Les enjeux cliniques de la précarité
La notion de précarité est passée dans le domaine des politiques publiques, mais au prix d’une limitation de sa signification.
Dans son sens le plus simple et le plus positif, être précaire signifie avoir absolument besoin de l’autre, des autres, pour vivre ; sous réserve, bien sûr, qu’il y ait un autre, des autres en position d’y répondre, dans le respect et la réciprocité. L’exemple type est celui du bébé, mais aussi du vieillard, du malade, de l’accidenté de la vie… En réalité, on peut parler pour tous les êtres humains d’une « saine » précarité, de la naissance à la mort, plus ou moins importante selon les âges et les situations.
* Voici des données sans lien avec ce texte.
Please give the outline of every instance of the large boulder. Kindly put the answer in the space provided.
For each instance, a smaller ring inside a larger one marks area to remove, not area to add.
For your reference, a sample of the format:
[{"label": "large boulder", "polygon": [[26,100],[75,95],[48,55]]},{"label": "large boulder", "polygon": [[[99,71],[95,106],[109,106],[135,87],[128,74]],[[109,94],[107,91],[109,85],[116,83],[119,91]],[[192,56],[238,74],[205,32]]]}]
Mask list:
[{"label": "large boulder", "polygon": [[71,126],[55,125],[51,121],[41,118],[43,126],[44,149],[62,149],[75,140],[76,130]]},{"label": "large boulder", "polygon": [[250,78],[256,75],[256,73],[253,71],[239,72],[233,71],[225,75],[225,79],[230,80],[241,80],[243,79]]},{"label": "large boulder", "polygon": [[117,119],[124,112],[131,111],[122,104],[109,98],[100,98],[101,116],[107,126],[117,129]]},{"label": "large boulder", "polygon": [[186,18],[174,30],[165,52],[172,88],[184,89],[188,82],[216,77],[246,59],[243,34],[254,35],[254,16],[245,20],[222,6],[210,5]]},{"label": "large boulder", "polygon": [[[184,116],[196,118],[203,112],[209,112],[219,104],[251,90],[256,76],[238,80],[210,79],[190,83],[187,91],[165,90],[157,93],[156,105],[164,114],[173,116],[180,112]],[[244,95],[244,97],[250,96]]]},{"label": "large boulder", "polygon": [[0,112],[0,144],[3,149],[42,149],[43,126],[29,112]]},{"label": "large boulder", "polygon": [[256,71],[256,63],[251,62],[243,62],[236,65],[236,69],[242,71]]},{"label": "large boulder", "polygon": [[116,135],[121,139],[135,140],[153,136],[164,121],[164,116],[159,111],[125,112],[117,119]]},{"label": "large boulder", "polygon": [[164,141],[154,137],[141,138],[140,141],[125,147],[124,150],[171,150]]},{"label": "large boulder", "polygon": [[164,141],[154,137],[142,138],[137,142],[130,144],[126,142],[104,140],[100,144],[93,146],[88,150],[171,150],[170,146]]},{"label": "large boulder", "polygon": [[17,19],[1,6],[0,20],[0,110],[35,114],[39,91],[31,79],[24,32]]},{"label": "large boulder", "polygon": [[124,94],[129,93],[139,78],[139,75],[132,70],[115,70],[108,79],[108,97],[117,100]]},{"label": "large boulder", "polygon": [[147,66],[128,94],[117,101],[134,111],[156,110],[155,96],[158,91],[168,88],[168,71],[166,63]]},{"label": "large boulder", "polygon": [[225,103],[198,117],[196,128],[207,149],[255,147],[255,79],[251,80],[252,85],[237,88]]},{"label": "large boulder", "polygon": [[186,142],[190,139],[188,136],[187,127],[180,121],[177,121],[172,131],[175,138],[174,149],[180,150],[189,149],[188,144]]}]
La difficulté et la psychopathologie surgissent dès lors que l’autre, les autres ne sont pas là d’une manière suffisamment bonne pour que la vie biologique, intersubjective, sociale, se déroulent dans le respect et la réciprocité. Alors la précarité prend ce sens négatif qui la caractérise souvent dans notre vocabulaire : perte des sécurités de la vie sociale et devant l’avenir, incertitude térébrante sur les étayages sociaux de base. Et l’on peut alors décrire des syndromes et des formes cliniques qui s’appliqueront aux plus précaires : les SDF, les jeunes en errance, certains malades mentaux, les pauvres, contribuant à la définition d’un nouveau paradigme de la santé mentale pertinent et légitime.
Ce dossier cherche à s’interroger sur les facteurs de la précarité autant que ses enjeux psychiques.